Roadmap. We briefly explain the technical roadmap of this section:

  • In Sect. 5.1, we will first describe a position-based OPRAM that supports two operations: Lookup and Shuffle. A position-based OPRAM is an almost fully functional OPRAM scheme except that every real lookup request must supply a correct position label.

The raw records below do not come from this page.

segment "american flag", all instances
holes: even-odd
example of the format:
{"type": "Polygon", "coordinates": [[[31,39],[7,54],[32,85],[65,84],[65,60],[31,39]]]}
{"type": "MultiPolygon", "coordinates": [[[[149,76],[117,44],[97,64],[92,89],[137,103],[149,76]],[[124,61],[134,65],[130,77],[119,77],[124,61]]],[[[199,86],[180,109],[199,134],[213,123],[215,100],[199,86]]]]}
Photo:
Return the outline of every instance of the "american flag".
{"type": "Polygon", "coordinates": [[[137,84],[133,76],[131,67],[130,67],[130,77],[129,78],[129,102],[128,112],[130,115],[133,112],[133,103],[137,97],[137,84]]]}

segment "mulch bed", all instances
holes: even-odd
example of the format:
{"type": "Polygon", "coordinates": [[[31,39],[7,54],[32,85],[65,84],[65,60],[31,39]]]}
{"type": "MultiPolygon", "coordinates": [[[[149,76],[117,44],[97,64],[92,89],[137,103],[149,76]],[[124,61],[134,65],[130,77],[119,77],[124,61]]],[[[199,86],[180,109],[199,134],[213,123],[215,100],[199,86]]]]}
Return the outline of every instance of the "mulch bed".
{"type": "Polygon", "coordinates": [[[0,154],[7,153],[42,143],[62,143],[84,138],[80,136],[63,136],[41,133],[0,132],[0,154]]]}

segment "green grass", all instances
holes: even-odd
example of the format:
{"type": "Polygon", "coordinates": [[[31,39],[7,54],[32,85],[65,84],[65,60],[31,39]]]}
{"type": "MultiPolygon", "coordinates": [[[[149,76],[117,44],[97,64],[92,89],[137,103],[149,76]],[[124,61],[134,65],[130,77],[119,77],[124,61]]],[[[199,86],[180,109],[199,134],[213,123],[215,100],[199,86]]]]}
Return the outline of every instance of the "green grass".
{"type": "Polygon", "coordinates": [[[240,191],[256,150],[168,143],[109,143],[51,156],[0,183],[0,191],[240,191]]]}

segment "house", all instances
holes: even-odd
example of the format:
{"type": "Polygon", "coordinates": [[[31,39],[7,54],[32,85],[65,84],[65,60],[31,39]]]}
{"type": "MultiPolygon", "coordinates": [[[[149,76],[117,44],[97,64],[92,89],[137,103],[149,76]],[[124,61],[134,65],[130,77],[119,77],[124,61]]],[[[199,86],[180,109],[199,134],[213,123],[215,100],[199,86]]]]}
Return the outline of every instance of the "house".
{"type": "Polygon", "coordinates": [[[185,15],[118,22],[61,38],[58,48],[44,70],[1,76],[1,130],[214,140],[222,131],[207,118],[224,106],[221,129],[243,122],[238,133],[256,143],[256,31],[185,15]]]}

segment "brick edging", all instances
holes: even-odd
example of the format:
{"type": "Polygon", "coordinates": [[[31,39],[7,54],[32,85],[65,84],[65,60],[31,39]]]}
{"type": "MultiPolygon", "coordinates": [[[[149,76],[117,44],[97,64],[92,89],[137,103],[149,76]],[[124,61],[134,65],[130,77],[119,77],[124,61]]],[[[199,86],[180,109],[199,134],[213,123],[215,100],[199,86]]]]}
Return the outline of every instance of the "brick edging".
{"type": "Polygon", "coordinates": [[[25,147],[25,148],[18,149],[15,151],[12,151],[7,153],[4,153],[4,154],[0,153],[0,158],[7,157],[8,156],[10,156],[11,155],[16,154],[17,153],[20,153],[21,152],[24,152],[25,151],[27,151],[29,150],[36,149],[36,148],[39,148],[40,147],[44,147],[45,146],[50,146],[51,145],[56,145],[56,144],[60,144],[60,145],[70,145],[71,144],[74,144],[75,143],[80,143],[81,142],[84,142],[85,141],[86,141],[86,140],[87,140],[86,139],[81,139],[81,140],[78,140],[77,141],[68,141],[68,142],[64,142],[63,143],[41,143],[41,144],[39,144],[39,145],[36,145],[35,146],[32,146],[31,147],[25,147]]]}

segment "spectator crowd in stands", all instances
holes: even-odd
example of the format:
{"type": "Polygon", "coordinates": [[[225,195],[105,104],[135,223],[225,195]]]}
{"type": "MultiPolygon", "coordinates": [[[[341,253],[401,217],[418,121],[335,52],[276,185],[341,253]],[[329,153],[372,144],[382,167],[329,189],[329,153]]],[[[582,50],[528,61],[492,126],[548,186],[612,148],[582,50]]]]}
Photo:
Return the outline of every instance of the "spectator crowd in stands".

In our OPRAM construction, these position labels will have been fetched from small recursion depths and therefore will be ready when looking up the position-based OPRAM.

    Our position-based OPRAM relies on the hierarcial structure proposed by Goldreich and Ostrovsky [21, 22], as well as techniques by Chan et al. [8] that showed how to parallelize such a hierarchical framework.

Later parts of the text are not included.